One dish will be a chocolate lava cake, which is “easy to teach, but really cool to do for somebody else,” he said.

Fitzsenry also plans to show students how to make “tuxedo-dipped strawberries,” which are dipped in white and dark chocolate. “Anywhere you bring chocolate and strawberries, you’re going to make friends.”

Students in the class have given enthusiastic feedback.

“I think this is one of the coolest things I’ve found at Brown,” said Kim Clifton ’14, a former Herald contributing writer.

“Dave and Aaron have so many cool tricks that even if you do know about cooking, you’re still learning,” Rotman said. “They have great chemistry.”

Fitzsenry and Chabot taught students about proper sanitation, knife handling and oven use, Mirviss said.

At the pasta station, Chabot told students that salmonella can be avoided by cracking eggs on the table instead of on the side of a pan.

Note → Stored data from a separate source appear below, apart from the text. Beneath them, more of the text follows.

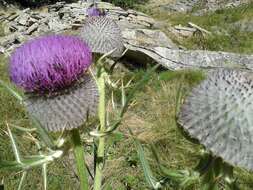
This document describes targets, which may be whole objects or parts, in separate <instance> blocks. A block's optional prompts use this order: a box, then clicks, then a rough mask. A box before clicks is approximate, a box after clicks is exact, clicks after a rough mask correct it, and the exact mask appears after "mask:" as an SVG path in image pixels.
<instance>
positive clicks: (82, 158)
mask: <svg viewBox="0 0 253 190" xmlns="http://www.w3.org/2000/svg"><path fill="white" fill-rule="evenodd" d="M71 135H72V141H73V144H74V155H75V160H76V164H77V171H78V177H79V180H80V186H81V187H80V189H81V190H88V189H89V183H88V172H87V168H86V166H85V159H84V149H83V145H82V142H81V137H80V134H79V131H78V129H73V130H72V131H71Z"/></svg>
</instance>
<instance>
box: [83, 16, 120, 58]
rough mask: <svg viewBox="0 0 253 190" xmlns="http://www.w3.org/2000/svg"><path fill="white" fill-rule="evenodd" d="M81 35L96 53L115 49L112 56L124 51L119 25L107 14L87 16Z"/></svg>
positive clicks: (89, 45) (118, 56)
mask: <svg viewBox="0 0 253 190" xmlns="http://www.w3.org/2000/svg"><path fill="white" fill-rule="evenodd" d="M80 35H81V38H82V39H83V40H84V41H85V42H87V44H88V45H89V47H90V48H91V50H92V52H94V53H100V54H104V53H108V52H110V51H112V50H115V51H114V52H113V53H112V54H111V56H112V57H120V56H121V55H122V53H123V51H124V44H123V39H122V35H121V30H120V28H119V26H118V25H117V24H116V22H114V21H113V20H111V19H109V18H107V17H105V16H92V17H87V18H86V20H85V23H84V26H83V28H82V30H81V34H80Z"/></svg>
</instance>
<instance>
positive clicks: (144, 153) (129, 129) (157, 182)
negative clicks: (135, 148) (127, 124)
mask: <svg viewBox="0 0 253 190" xmlns="http://www.w3.org/2000/svg"><path fill="white" fill-rule="evenodd" d="M128 130H129V132H130V133H131V135H133V133H132V131H131V129H130V128H128ZM133 140H134V143H135V146H136V147H137V152H138V157H139V160H140V162H141V166H142V168H143V172H144V176H145V179H146V181H147V183H148V185H149V187H150V188H152V189H159V188H161V183H160V182H158V180H157V179H156V178H155V177H154V175H153V172H152V170H151V168H150V166H149V163H148V161H147V160H146V157H145V153H144V149H143V147H142V145H141V143H140V142H139V141H138V140H137V139H135V138H133Z"/></svg>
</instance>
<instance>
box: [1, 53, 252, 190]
mask: <svg viewBox="0 0 253 190" xmlns="http://www.w3.org/2000/svg"><path fill="white" fill-rule="evenodd" d="M1 62H6V59H5V58H2V57H1ZM144 72H146V71H145V70H144V69H140V70H137V71H134V72H128V73H126V72H125V73H118V74H116V76H115V79H117V78H119V77H124V78H125V79H126V80H127V79H129V78H132V77H135V80H134V81H137V80H138V78H140V77H141V76H142V75H143V73H144ZM6 73H7V67H6V64H4V65H2V64H1V66H0V74H1V79H2V80H4V81H6V82H9V81H8V76H7V74H6ZM203 78H204V76H203V74H202V73H201V72H200V71H177V72H172V71H160V72H157V73H154V74H153V75H152V78H151V80H150V82H149V83H148V85H147V86H146V87H143V88H142V89H140V91H139V92H138V94H136V97H135V100H134V104H132V106H131V107H130V110H129V111H128V113H127V114H126V116H125V118H124V122H123V123H122V125H121V126H120V128H119V131H118V132H116V133H115V134H114V135H113V136H111V137H109V138H108V140H107V141H108V145H109V146H107V151H106V156H107V159H108V162H107V165H106V168H105V172H104V173H105V175H106V177H105V179H106V182H107V183H106V186H107V187H108V189H110V188H111V187H112V189H117V190H127V189H133V190H138V189H143V190H145V189H149V188H148V186H147V184H146V182H145V180H144V176H143V171H142V168H141V166H140V162H139V160H138V156H137V152H136V147H135V146H134V143H133V140H132V138H131V136H130V135H129V133H128V130H127V127H129V128H131V129H132V131H133V132H134V135H135V136H136V137H137V138H138V139H139V140H140V141H141V142H142V143H143V145H144V147H145V152H146V156H147V157H148V161H149V162H150V163H151V166H152V168H153V170H154V173H155V175H156V176H157V177H158V179H160V178H161V177H162V176H161V173H160V172H159V171H158V170H157V165H156V164H157V163H156V161H155V158H154V156H153V155H152V153H151V151H150V145H153V146H154V147H155V148H156V152H157V154H158V155H159V157H160V160H161V162H162V163H163V164H164V165H166V166H167V167H169V168H174V169H187V168H193V167H194V166H195V165H196V164H197V162H198V158H199V155H200V149H201V146H200V145H196V144H194V143H192V142H190V141H188V140H187V139H186V138H184V136H183V134H182V133H181V130H179V128H178V126H177V123H176V120H175V113H176V112H175V107H176V105H175V102H176V101H175V100H176V97H177V92H178V88H179V86H180V85H181V87H182V90H183V92H184V96H185V95H186V94H187V93H188V92H189V91H190V89H191V88H192V87H193V86H195V85H196V84H198V83H199V82H200V81H202V80H203ZM0 91H1V93H0V94H1V96H0V102H1V108H0V115H1V119H0V125H1V132H0V136H1V137H0V139H1V140H0V141H1V143H0V151H1V156H0V158H1V159H7V160H11V159H14V157H13V153H12V151H11V147H10V143H9V139H8V138H7V136H6V135H5V134H4V133H3V130H5V126H6V124H5V122H6V121H7V122H9V123H13V122H14V123H16V124H19V125H21V126H27V125H29V122H28V120H27V116H26V114H25V112H24V110H23V108H22V107H21V106H20V105H19V104H18V103H17V101H16V100H15V99H14V98H13V97H11V96H10V95H9V94H8V93H6V92H5V90H3V88H0ZM116 94H117V93H116ZM10 107H11V108H12V109H10ZM108 110H109V112H110V113H112V115H113V111H112V109H111V104H110V102H108ZM2 116H4V117H2ZM15 134H16V136H17V138H18V139H19V143H18V144H19V147H20V149H21V152H22V153H23V154H26V155H27V154H33V153H35V152H36V148H35V146H34V144H33V143H31V142H30V141H29V140H27V139H25V138H24V137H25V135H24V134H20V133H16V132H15ZM40 172H41V170H40V169H34V170H32V171H31V172H29V174H28V175H30V179H31V178H32V180H27V181H26V183H25V189H41V188H42V187H41V184H42V181H41V180H42V179H41V176H40ZM48 176H49V189H52V190H54V189H76V188H75V187H73V185H72V184H73V182H74V180H73V179H72V178H71V174H70V171H69V169H68V168H66V167H65V166H64V164H63V162H62V161H58V162H54V163H52V164H50V165H49V175H48ZM236 177H237V178H238V181H239V183H241V184H244V185H242V189H245V190H249V189H252V187H253V185H252V184H250V183H251V181H252V180H253V175H252V174H250V173H248V172H246V171H244V170H240V169H237V170H236ZM1 179H4V183H5V185H6V189H15V188H16V187H17V184H18V181H19V179H20V174H16V173H6V172H4V173H2V172H0V180H1ZM164 189H176V186H174V185H173V184H170V186H167V187H166V188H164ZM195 189H196V190H199V189H201V188H200V187H199V184H194V185H193V186H192V187H191V190H195Z"/></svg>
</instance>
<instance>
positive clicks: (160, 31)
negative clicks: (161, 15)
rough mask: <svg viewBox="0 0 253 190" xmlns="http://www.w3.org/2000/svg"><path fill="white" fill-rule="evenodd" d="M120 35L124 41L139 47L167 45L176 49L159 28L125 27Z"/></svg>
mask: <svg viewBox="0 0 253 190" xmlns="http://www.w3.org/2000/svg"><path fill="white" fill-rule="evenodd" d="M122 36H123V38H124V40H125V42H126V43H128V44H129V43H130V44H132V45H134V46H139V47H167V48H172V49H177V46H176V45H175V44H174V43H173V42H172V41H171V40H170V39H169V38H168V37H167V36H166V35H165V34H164V33H163V32H161V31H160V30H150V29H136V30H132V29H125V30H123V31H122Z"/></svg>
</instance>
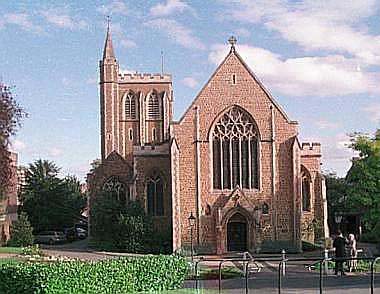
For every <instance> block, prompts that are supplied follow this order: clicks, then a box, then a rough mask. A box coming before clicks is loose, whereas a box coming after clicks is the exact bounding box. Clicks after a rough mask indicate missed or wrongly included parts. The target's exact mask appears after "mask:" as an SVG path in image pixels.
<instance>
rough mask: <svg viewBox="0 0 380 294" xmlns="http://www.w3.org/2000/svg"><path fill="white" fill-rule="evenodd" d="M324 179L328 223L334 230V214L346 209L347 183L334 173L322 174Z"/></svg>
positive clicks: (334, 221)
mask: <svg viewBox="0 0 380 294" xmlns="http://www.w3.org/2000/svg"><path fill="white" fill-rule="evenodd" d="M324 177H325V181H326V196H327V211H328V218H327V219H328V224H329V228H330V230H331V231H334V230H336V229H337V228H336V227H335V214H336V213H340V212H343V211H345V210H346V203H345V202H346V197H347V183H346V180H345V178H340V177H338V176H337V174H336V173H334V172H330V173H325V174H324Z"/></svg>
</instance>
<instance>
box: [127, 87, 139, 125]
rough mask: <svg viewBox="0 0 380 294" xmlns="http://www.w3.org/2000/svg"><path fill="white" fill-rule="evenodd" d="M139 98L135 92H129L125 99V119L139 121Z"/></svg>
mask: <svg viewBox="0 0 380 294" xmlns="http://www.w3.org/2000/svg"><path fill="white" fill-rule="evenodd" d="M137 113H138V109H137V97H136V95H135V94H134V93H133V92H129V93H128V94H127V97H125V119H126V120H132V119H137V118H138V117H137Z"/></svg>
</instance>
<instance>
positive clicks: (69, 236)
mask: <svg viewBox="0 0 380 294" xmlns="http://www.w3.org/2000/svg"><path fill="white" fill-rule="evenodd" d="M63 232H64V233H65V235H66V239H67V241H70V242H71V241H75V240H77V239H78V234H77V230H76V229H75V228H66V229H64V230H63Z"/></svg>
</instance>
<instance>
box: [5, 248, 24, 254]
mask: <svg viewBox="0 0 380 294" xmlns="http://www.w3.org/2000/svg"><path fill="white" fill-rule="evenodd" d="M22 250H23V248H22V247H0V254H1V253H7V254H21V253H22Z"/></svg>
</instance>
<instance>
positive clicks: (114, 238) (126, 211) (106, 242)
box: [91, 191, 157, 253]
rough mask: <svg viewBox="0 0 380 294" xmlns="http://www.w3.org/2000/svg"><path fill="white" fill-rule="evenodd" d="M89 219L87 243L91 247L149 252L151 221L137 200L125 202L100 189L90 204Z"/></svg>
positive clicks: (139, 251)
mask: <svg viewBox="0 0 380 294" xmlns="http://www.w3.org/2000/svg"><path fill="white" fill-rule="evenodd" d="M91 220H92V222H91V229H92V231H91V232H92V238H93V240H92V242H91V243H92V245H94V246H95V247H98V248H99V249H103V250H117V251H121V252H130V253H146V252H152V250H151V247H152V245H151V243H152V242H151V241H152V240H153V239H154V238H153V235H154V234H153V223H152V220H151V218H150V217H149V216H148V215H146V214H145V210H144V208H143V207H142V206H141V204H140V203H139V202H138V201H130V202H129V203H127V204H125V203H123V202H122V201H119V200H118V197H117V195H116V194H115V193H113V192H112V191H102V192H100V193H99V194H98V195H96V198H95V199H94V201H93V203H92V207H91ZM155 252H157V251H155Z"/></svg>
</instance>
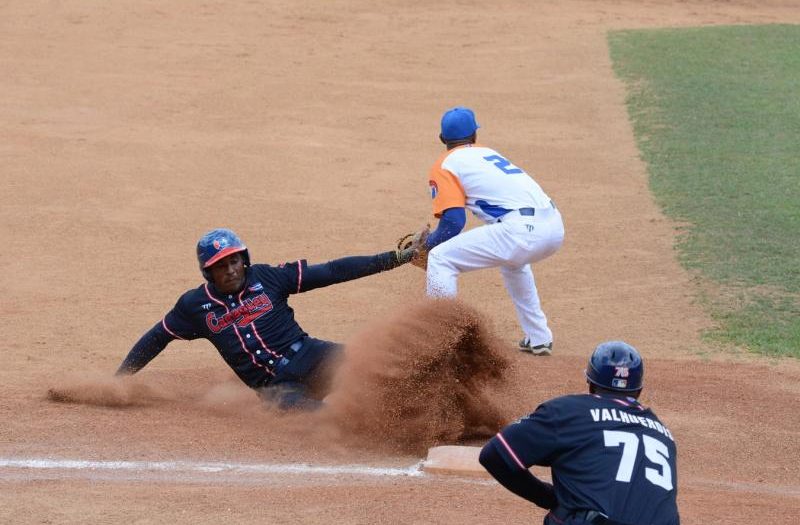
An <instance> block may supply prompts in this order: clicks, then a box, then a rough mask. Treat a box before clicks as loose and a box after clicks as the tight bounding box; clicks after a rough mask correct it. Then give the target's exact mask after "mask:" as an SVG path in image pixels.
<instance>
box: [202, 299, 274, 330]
mask: <svg viewBox="0 0 800 525" xmlns="http://www.w3.org/2000/svg"><path fill="white" fill-rule="evenodd" d="M270 310H272V301H270V300H269V297H267V294H265V293H261V294H259V295H257V296H256V297H254V298H252V299H245V300H244V302H243V303H242V305H241V306H238V307H236V308H234V309H233V310H231V311H230V312H228V313H226V314H225V315H223V316H222V317H217V314H215V313H214V312H210V313H208V314H207V315H206V325H207V326H208V329H209V330H211V331H212V332H213V333H215V334H218V333H219V332H221V331H222V330H224V329H226V328H228V327H229V326H231V325H232V324H234V323H236V325H237V326H238V327H239V328H244V327H245V326H247V325H249V324H250V323H252V322H253V321H255V320H256V319H258V318H259V317H261V316H262V315H264V314H265V313H267V312H269V311H270Z"/></svg>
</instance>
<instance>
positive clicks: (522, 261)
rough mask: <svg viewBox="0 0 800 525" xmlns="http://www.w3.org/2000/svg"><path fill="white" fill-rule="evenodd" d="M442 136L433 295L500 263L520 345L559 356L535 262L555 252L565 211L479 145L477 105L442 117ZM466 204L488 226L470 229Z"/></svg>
mask: <svg viewBox="0 0 800 525" xmlns="http://www.w3.org/2000/svg"><path fill="white" fill-rule="evenodd" d="M441 124H442V128H441V134H440V135H439V139H440V140H441V141H442V143H444V144H445V146H446V147H447V151H446V152H445V153H443V154H442V156H441V157H440V158H439V159H437V161H436V163H435V164H434V165H433V167H432V168H431V170H430V177H429V184H430V190H431V197H432V199H433V214H434V216H435V217H437V218H438V219H439V224H438V226H437V228H436V230H435V231H433V232H432V233H431V234H430V236H429V237H428V240H427V246H428V248H429V250H430V252H429V254H428V269H427V293H428V295H429V296H431V297H455V296H456V294H457V290H458V276H459V274H461V273H462V272H469V271H472V270H480V269H482V268H492V267H499V268H500V272H501V273H502V275H503V280H504V281H505V286H506V290H508V294H509V295H510V296H511V299H512V300H513V301H514V306H515V308H516V311H517V318H518V319H519V323H520V325H521V326H522V330H523V331H524V334H525V335H524V337H523V339H522V341H520V349H521V350H523V351H526V352H530V353H532V354H533V355H542V356H544V355H551V353H552V349H553V334H552V332H551V331H550V328H549V327H548V326H547V317H546V316H545V314H544V312H543V311H542V307H541V304H540V301H539V294H538V292H537V291H536V283H535V281H534V278H533V271H532V270H531V263H535V262H538V261H541V260H542V259H544V258H546V257H549V256H550V255H552V254H554V253H555V252H556V251H557V250H558V249H559V248H560V247H561V244H562V243H563V241H564V224H563V222H562V220H561V214H560V213H559V211H558V209H557V208H556V207H555V205H554V204H553V201H552V200H551V199H550V197H548V196H547V194H546V193H545V192H544V191H543V190H542V188H541V187H540V186H539V185H538V184H537V183H536V182H535V181H534V180H533V179H532V178H531V177H530V176H529V175H528V174H527V173H525V171H523V170H522V169H521V168H519V167H518V166H516V165H514V164H512V163H511V162H510V161H509V160H508V159H506V158H505V157H503V156H502V155H500V154H499V153H498V152H497V151H495V150H493V149H491V148H487V147H484V146H481V145H479V144H476V139H477V129H478V128H479V126H478V123H477V122H476V121H475V114H474V113H473V112H472V110H470V109H468V108H464V107H456V108H453V109H450V110H448V111H447V112H445V113H444V115H443V116H442V123H441ZM465 208H466V209H469V211H471V212H472V213H473V214H474V215H475V216H476V217H478V218H479V219H481V220H483V221H484V222H485V223H486V224H485V225H484V226H479V227H477V228H474V229H471V230H469V231H466V232H464V233H461V231H462V230H463V228H464V225H465V224H466V212H465Z"/></svg>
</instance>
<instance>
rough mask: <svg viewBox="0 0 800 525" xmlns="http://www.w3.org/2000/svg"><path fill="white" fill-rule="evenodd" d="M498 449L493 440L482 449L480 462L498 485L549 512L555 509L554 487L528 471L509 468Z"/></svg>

Fitzsenry reminded students that when adding wine to a sauce, it is important to take the saucepan away from the stove. “Alcohol has vapors that are highly flammable,” he said. “Always bring the pan to the liquor, not the liquor to the pan.”

‘Something fun to do’

The idea for the cooking classes was raised by Mirviss in the fall of 2010, about a month after Fitzsenry began working at Brown, he said. But the p
ush to make the class a reality did not happen until fall 2011, when Mirviss brought up the idea again.

A cooking class program previously existed, Rotman said, which made it easy to convince Dining Services to have a class again.

Mirviss made a survey for people interested in the classes, which were advertised on the Dining Services website and in Morning Mail. They received about 90 responses – many more than Fitzsenry expected. But there were only 20 spaces in the class, so participants were chosen by lottery.

Though he and Chabot lead the classes, Mirviss and Rotman are the ones who deserve the credit, Fitzsenry said.

Mirviss said she hopes these classes are a project that another intern can take over after she graduates this May.

Others at Dining Services have been “very, very supportive,” of the classes, Fitzsenry said.

Fitzsenry is enthusiastic about teaching students how to cook. “I feel like I should be thanking them because I get to break up my day with something fun.”